No período de 1850 a 1881 o arraial apresentou sinais de evolução, quando as primeiras obras destinadas ao serviço público começaram a ser construídas.
Joaquim Paraguai faleceu em 07 de abril de 1932.
DESCRIÇÃO
Túmulo construído em tijolo, revestido em mármore branco, com base retangular em blocos de pedra.
Sobre ele vê-se seis colunas simples, de quatro faces, três de cada lado, em mármore branco. Na parte de cima, centro atrás, duas colunas sobre plinto. Uma delas possui bocelão e toro e a outra começa diretamente no plinto.

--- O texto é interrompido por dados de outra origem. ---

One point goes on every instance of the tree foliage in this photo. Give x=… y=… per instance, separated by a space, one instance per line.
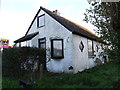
x=106 y=17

As duas são sextavadas na parte superior.
Na frente do plinto á uma lápide inclinada, em mármore cinza com inscrições, mais abaixo, outra lápide retangular parafusada ao túmulo com mais inscrições.
O túmulo é composto por várias partes unidas entre si por cimento.
O branco predomina, mas existe ainda, o cinza e o marrom fazendo parte de uma composição fria e estática. É desprovido de ornatos, obedecendo ao modelo convencional dos túmulos mais simples.
O corpo do bravo brasileiro está enterrado em cova rasa.
CARACTERÍSTICAS ESTILÍSTICAS
Túmulo desprovido de ornatos, com linhas retas simplificadas. Sua composição é fria e estática. Corpo enterrado em cova rasa.